The individuals sanctioned will see their UK assets frozen and be banned from traveling to Britain, said prime minister Boris Johnson. British individuals and entities are also now prohibited from doing business with the three Russian billionaires added to the sanctions list.

“Pretty tepid, if you ask me,” tweeted Bill Browder, once the largest foreign investor in Russia.

EU, US announce further sanctions

The EU agreed to sanctions targeting Russian officials as well as imports and exports with Ukraine’s separatist regions, and banning EU investors from trading in Russian state bonds. The sanctions stopped short of targeting Putin himself, as the bloc still hopes to convince the leader to pull back on Ukraine.

US president Joe Biden issued an executive order yesterday prohibiting “new investment, trade and financing by US persons to, from, or in” Donetsk and Luhansk, the two regions targeted by Russia. Today the US also announced sanctions on Russian bank VEB and its military bank, as well as on Russia’s sovereign debt.
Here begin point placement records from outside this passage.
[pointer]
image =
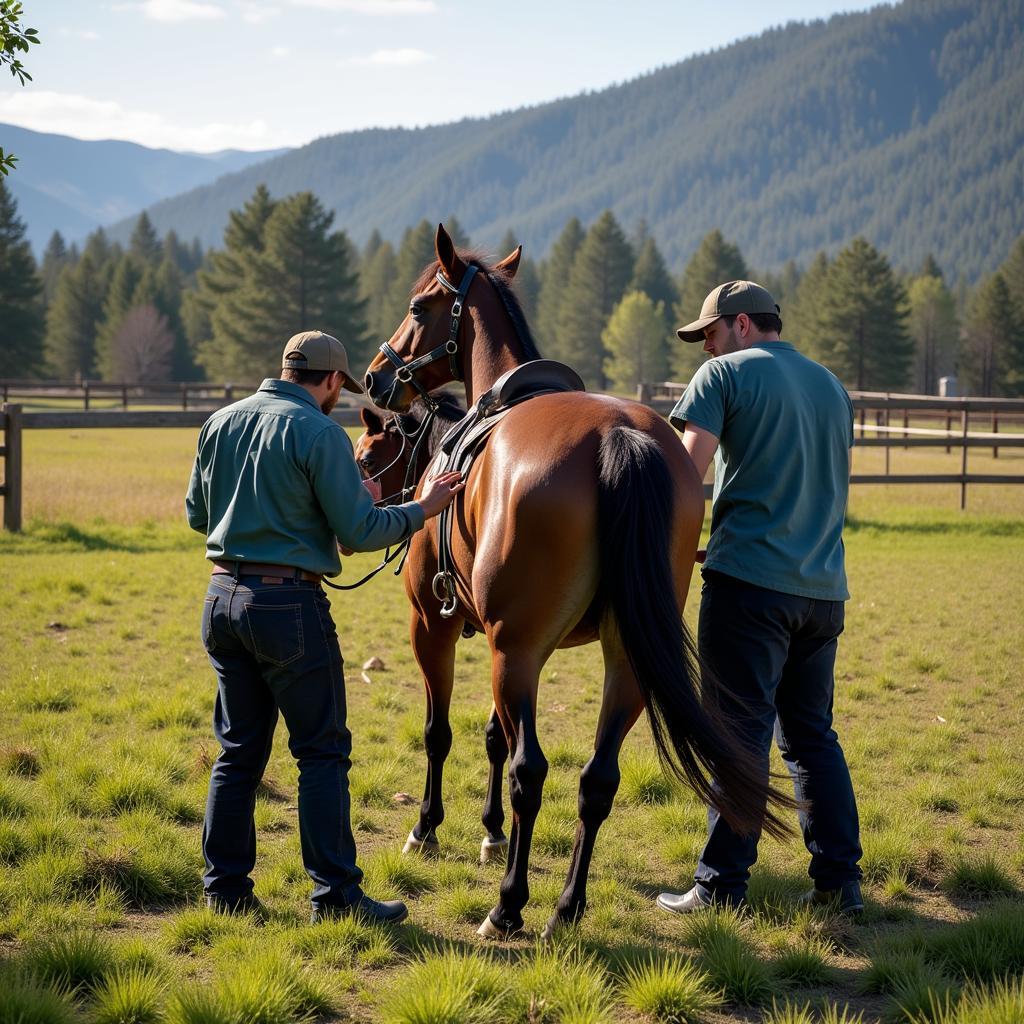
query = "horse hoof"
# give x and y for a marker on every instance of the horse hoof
(488, 930)
(428, 847)
(494, 849)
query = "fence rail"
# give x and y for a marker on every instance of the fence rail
(14, 420)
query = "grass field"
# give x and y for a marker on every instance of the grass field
(105, 745)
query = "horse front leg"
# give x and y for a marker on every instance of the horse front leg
(433, 645)
(495, 844)
(515, 676)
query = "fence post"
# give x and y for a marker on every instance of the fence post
(12, 467)
(964, 461)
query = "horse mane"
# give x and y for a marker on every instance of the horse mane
(502, 285)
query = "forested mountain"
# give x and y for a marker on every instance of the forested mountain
(903, 124)
(72, 186)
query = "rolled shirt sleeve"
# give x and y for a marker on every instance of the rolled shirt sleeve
(196, 506)
(356, 522)
(704, 402)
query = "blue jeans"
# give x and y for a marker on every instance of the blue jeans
(274, 647)
(775, 653)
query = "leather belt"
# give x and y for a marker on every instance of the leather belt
(275, 573)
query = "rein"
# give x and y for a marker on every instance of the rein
(417, 438)
(404, 372)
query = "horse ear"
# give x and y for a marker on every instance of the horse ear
(510, 264)
(452, 265)
(373, 423)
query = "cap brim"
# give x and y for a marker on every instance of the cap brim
(694, 331)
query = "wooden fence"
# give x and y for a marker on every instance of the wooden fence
(179, 394)
(882, 421)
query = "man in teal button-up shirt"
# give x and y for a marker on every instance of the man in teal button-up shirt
(780, 427)
(275, 489)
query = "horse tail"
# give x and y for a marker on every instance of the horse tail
(637, 590)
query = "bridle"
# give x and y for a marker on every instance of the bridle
(406, 372)
(416, 438)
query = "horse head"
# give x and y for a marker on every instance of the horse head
(387, 446)
(432, 346)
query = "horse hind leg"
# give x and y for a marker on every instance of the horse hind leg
(495, 844)
(621, 707)
(515, 682)
(433, 645)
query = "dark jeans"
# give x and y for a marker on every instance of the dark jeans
(776, 653)
(274, 647)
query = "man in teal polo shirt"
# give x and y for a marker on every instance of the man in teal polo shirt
(275, 489)
(779, 427)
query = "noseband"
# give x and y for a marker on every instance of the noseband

The sanctions mean Russia “can no longer raise money from the West and cannot trade its new debt on our markets. or European markets either,” Biden said today.

Germany took one of the most significant retaliatory moves so far in suspending certification of the Nord Stream 2 gas pipeline from Russia, jeopardizing a potentially vital natural gas supply.

Do sanctions go far enough?

Sanctioning banks has the potential to have a ripple effect across the Russian economy, causing credit to tighten and certain businesses to go under, according to Brian O’Toole, a former senior adviser to the director of the Office of Foreign Assets Control in the US Treasury Department.

But thus far “the UK sanctions don’t look very impressive,” O’Toole told Quartz. The three oligarchs named by the UK have been subject to US sanctions since 2018. What’s more, the four largest state-owned banks, which account for 55% of the Russian banking sector’s total assets, are not on the UK list.

“The US is going to need to toughen up what the UK has done so far to have sufficient deterrent,” O’Toole says.